Long read
25 mei 2019

Mary (16) gaat weer naar school dankzij Give Girl Wings project

A 16-year-old Mary Jeremia from Mwawalo village in the area of Traditional Authority (T/A) Mkanda in Mulanje, is a standard seven (7) learner at Nkanda Primary school. She was missing classes four to five days every month whenever she was menstruating. Growing up in the village, where menstrual matters are still forged in myths and misconceptions, she has been missing from school on pretext that it is a taboo to mingle with people, especially boys and men, when one is menstruating.

“We are told that girls should not socialize with boys when they are menstruating because doing so may bring bad luck or negative consequences to our monthly periods. Some say this may result in prolonging menses. Therefore, most of the times I was indoors or being confined to my home campus.” She says the myths and misconceptions about menstruation have not only prevented her from participating in public, but also affected her performance at school. “My performance at school declined the moment I started menstruating. This is because I was missing important lessons every time I am menstruating.” Mary adds that she has been using rugs during her monthly periods. I was not confident to come to school in fear of spoiling myself.

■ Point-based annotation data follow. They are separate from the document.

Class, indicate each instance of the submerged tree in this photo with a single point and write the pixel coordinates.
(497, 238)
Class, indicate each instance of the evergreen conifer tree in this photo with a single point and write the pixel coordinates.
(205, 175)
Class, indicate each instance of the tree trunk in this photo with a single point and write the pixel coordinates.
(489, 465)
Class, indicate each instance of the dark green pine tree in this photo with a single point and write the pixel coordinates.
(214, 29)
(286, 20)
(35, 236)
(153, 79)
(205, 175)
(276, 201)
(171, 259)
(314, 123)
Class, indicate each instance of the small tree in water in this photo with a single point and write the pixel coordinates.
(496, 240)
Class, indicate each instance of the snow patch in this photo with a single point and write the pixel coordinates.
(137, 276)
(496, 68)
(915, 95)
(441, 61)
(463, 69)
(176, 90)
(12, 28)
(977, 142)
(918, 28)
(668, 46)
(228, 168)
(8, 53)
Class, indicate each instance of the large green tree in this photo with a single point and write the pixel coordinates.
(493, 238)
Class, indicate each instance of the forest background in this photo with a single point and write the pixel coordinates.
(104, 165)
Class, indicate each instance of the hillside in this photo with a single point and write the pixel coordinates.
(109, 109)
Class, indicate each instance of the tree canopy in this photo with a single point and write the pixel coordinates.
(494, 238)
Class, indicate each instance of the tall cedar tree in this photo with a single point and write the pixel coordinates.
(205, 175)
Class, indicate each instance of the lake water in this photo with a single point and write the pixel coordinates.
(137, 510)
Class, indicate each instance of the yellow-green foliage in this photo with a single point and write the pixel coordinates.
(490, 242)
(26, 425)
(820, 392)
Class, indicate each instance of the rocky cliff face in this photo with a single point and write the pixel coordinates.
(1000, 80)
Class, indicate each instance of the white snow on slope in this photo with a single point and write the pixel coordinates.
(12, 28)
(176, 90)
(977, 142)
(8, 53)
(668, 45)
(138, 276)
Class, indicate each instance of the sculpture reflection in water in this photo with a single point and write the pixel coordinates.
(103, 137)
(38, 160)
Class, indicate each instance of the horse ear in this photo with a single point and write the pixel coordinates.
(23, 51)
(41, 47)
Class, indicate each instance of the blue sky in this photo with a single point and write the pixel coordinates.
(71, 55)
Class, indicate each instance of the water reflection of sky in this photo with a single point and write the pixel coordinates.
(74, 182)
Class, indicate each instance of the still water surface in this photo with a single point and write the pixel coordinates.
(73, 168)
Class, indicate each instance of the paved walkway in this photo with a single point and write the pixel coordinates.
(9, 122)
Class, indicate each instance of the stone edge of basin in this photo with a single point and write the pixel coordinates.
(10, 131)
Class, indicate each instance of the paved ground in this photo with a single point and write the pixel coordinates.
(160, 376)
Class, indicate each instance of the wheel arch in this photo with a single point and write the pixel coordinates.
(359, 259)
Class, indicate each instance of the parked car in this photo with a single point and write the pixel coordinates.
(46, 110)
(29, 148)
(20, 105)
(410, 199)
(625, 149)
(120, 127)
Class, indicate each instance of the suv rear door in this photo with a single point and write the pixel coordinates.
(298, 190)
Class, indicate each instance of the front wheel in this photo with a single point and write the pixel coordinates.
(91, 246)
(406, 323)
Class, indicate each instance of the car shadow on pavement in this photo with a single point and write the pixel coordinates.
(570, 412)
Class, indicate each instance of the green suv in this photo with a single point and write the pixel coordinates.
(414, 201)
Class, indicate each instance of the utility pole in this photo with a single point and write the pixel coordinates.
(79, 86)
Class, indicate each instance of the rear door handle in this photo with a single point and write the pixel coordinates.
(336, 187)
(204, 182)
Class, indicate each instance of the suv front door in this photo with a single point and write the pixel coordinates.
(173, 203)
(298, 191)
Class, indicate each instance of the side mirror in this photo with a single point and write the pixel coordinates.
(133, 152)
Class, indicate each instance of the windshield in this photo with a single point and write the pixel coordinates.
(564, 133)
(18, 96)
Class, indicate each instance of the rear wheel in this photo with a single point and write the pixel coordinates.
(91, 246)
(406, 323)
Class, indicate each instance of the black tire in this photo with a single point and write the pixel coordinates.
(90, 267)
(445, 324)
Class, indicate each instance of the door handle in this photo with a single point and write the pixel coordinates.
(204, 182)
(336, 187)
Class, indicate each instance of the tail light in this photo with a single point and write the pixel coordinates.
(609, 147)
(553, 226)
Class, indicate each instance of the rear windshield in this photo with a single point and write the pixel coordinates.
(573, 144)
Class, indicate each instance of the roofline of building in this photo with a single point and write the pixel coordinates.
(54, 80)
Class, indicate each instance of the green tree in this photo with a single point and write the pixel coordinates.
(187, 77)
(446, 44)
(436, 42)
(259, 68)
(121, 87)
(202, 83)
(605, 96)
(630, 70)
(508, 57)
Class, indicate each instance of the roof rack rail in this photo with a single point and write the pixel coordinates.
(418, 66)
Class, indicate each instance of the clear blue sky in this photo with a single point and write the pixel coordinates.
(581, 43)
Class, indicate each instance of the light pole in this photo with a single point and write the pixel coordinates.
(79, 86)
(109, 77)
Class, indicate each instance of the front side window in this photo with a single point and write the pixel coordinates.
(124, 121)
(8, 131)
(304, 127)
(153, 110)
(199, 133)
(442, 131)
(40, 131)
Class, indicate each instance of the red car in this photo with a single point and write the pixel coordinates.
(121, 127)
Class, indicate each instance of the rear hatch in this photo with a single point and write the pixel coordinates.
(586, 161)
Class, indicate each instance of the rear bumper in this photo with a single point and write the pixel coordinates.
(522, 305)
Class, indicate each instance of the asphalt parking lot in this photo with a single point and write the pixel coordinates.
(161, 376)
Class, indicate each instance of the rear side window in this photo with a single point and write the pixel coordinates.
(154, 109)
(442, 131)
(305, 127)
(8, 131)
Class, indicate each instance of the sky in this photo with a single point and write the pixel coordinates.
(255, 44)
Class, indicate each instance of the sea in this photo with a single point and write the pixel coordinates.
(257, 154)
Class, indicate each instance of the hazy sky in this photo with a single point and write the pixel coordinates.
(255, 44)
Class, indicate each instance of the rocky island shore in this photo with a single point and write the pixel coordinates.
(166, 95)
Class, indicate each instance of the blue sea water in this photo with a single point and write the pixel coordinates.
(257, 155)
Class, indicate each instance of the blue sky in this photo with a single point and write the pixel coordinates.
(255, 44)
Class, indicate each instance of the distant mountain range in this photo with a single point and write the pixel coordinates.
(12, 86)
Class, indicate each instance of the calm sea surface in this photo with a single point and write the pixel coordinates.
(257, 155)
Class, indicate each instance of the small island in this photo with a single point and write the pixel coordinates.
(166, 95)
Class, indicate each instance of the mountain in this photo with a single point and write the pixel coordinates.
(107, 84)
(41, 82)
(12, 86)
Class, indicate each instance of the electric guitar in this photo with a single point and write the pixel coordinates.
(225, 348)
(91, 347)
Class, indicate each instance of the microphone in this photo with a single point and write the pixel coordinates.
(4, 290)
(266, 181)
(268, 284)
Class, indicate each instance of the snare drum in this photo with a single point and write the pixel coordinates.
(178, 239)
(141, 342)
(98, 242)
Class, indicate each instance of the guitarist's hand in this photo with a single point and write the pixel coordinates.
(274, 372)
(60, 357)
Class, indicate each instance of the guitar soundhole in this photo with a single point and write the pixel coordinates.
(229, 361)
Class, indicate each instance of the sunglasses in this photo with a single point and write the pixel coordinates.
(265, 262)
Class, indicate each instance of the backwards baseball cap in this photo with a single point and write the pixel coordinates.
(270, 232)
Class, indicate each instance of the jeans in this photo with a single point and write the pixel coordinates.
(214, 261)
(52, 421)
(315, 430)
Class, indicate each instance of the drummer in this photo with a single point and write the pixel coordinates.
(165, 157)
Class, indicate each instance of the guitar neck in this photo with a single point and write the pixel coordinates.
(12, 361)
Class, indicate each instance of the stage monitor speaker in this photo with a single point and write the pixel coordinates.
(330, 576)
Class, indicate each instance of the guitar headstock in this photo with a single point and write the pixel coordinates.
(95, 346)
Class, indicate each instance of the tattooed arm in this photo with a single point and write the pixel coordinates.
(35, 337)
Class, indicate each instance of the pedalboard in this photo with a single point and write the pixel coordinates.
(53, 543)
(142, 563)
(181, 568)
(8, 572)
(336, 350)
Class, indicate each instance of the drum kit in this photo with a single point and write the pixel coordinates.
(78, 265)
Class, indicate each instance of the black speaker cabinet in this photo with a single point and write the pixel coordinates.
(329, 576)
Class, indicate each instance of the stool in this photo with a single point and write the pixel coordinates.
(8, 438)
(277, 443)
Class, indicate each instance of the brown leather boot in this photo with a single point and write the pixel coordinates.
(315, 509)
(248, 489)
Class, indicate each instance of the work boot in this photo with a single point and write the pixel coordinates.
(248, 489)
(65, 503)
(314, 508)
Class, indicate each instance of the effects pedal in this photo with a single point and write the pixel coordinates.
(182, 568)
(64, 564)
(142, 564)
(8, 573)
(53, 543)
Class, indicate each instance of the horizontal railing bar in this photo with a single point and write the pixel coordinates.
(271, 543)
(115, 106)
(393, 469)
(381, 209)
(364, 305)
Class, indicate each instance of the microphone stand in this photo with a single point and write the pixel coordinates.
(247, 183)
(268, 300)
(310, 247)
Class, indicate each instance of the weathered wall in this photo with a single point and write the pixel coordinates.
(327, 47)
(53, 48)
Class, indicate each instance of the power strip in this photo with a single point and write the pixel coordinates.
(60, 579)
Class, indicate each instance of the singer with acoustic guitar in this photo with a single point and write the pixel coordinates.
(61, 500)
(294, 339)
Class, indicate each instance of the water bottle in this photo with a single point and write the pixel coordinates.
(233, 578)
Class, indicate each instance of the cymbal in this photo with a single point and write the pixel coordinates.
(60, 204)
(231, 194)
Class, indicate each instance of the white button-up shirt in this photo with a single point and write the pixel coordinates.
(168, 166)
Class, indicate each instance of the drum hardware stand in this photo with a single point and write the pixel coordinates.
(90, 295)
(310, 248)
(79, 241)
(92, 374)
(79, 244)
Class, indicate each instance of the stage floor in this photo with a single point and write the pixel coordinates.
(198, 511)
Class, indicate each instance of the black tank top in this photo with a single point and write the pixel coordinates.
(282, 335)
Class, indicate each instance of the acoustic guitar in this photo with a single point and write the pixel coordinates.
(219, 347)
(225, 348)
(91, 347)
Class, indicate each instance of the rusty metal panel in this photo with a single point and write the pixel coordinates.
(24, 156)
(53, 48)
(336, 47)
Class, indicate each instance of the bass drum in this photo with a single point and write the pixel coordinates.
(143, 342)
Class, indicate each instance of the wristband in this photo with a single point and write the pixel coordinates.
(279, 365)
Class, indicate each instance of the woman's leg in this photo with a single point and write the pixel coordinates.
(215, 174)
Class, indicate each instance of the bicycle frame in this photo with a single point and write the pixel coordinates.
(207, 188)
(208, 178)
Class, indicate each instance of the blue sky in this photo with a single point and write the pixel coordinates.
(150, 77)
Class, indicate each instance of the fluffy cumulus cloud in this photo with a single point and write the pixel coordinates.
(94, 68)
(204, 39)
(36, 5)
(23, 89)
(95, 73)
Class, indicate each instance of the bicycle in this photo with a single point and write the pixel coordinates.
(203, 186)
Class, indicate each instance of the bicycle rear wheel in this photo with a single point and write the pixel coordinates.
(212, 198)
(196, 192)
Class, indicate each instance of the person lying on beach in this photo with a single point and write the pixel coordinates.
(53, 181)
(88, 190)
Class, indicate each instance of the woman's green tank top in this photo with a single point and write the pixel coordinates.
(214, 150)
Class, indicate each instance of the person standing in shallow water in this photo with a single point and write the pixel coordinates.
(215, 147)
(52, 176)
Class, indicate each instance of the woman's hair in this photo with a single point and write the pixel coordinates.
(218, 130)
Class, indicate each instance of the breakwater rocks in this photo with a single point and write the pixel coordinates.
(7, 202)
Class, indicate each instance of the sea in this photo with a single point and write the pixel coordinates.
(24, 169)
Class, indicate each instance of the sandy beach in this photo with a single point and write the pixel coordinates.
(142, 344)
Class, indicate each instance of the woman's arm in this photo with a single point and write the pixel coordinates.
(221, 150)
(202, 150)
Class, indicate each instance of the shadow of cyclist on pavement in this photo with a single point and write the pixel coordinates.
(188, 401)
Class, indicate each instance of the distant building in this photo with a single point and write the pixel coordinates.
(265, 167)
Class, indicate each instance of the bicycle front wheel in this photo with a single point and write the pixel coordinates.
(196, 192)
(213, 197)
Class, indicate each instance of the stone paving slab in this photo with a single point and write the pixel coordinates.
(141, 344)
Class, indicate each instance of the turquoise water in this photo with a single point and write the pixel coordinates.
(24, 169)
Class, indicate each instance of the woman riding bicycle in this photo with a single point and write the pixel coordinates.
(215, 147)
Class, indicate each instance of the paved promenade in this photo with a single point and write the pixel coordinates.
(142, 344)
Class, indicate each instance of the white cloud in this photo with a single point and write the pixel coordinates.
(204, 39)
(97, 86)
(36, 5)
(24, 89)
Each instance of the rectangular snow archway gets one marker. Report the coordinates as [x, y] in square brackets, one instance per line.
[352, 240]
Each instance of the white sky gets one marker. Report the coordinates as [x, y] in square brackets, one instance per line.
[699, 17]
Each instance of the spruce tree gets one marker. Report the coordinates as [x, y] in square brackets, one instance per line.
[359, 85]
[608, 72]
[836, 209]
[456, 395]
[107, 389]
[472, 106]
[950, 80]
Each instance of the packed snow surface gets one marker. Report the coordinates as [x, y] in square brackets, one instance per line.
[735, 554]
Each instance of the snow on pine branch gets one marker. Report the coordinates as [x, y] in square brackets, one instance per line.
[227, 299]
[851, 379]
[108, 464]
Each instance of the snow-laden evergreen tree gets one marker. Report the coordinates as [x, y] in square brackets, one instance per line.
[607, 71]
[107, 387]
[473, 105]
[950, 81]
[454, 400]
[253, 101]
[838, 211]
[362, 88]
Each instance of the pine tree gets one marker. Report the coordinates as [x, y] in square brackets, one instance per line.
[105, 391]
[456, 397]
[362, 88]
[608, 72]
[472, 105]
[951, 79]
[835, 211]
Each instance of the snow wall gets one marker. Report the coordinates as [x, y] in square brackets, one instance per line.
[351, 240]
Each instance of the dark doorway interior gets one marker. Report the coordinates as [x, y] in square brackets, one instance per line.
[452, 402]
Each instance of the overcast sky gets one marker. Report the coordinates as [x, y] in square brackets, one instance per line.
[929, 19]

Mary says her life began to change when she received a training on Menstrual Hygiene Management (MHM) and reusable sanitary pads from Give Girls Wings project which is being implemented by Girls Empowerment Network (GENET) at her school. She describes the intervention as an eye-opener, which has saved her from dropping out of school. “I have been a believer of so many myths and misconceptions about menstruation. But the menstrual hygiene education cleared my mind and fed me with the right information about it. For example, I realized that there is no harm to socialize while menstruating. What matters is taking care of yourself,”

She adds that through the project, her school has established a girls’ club which meets every Thursdays to discuss issues that affect them and she happily participate in all session.

“I find the topics very interesting! We were also taught how to make sanitary pads using locally available resources. This is a valuable skill which saw me making my own pads. I also received some made by our mother group. Now I sew pads for my sisters and also teach my peer,” says Mary.

Mary says she is thankful to the project for empowering her with rich knowledge and skills that are going a long way to improve her hygiene and school attendance. “What I can simply say is that I have been given wings to fly and the sky is a limit,” she says. Mary is one of many girls whose mindset on menstruation has been changed and skills horned to make sanitary pads by themselves.